Девочка подросла. Однажды на школьном балу мальчик, который ей нравился, весь вечер танцевал с другой. На девушке была белая маска Арлекина. Девушка плакала, но ее слез никто не видел. Так девушка сделала второй вывод — маска помогает скрывать свои чувства от других.
Чуть позже девушка пришла в веселую компанию и ее попросили что нибудь изобразить. "Но у меня же нет маски", — возразила девушка. Но компания настаивала, и девушка сочинила небольшую пантомиму. И под восторженные аплодисменты сделала третий вывод — воображаемая маска смотрится убедительнее.
Так случилось, что я работаю в Доме пулеметчика (я и не знал, что такой есть в Мо). Меня рекомендовал мой знакомый художник-некрофил. И вот уже два года, как я здесь работаю, и однажды наступает торжественный день. К нам приезжает патриарх с подарком — свеженаписанной иконой Ильи Муромца, который в свое время пулял камнями в Соловья Разбойника и спас Родину. Все обставили торжественно. По гранитному полу проложили кремлевскую ковровую дорожку, по сторонам которой стояли курсантки пулеметного училища — умытые, хорошенькие и взволнованные. На церемонию пригласили много народу. Сначала патриарх наградил офицеров церковными орденами и медалями, затем передал икону. Любопытные, а их было немало, собрались на лестничной площадке перед входом в актовый зал. Наконец официальная часть закончилась. Все стали расходиться. Мы, зрители, все еще стояли на нашей галерке и пучили глаза. Вот наконец в дверях появился патриарх. Его вместе с нашим начальством ждала закуска в местной трапезной. Патриарх в зеленом праздничном облачении, похожем на чеченский флаг, величественно в нее прошествовал, но как человек, знающий себе цену, бросил взгляд на публику на галерке, благословлять здесь явно некого, и я поймал на себе его суровый и строгий взгляд.

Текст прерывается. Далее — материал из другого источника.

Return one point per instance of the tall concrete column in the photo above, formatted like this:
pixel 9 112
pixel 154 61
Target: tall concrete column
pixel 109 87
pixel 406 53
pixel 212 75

Публика расходится, и я поднимаюсь к себе на чердак, в мастерскую. В двери записка, на этот раз от Ба, которая снимает кино и приглашает на очередную съемку. Мне как-то неохота. Прошлые съемки прошли пошло и как-то по-детски. Один герой какает другому в тарелку и преподносит это как подарок от всей души. Кончается все избиением и бессмысленной руганью. Тут я краем уха услышал, что и моему герою грозит смерть, и мне стало совсем противно. В тот день я еще успел заехать в Музей частных коллекций на открытие выставки какого-то наивного художника — впрочем, достаточно профессионального.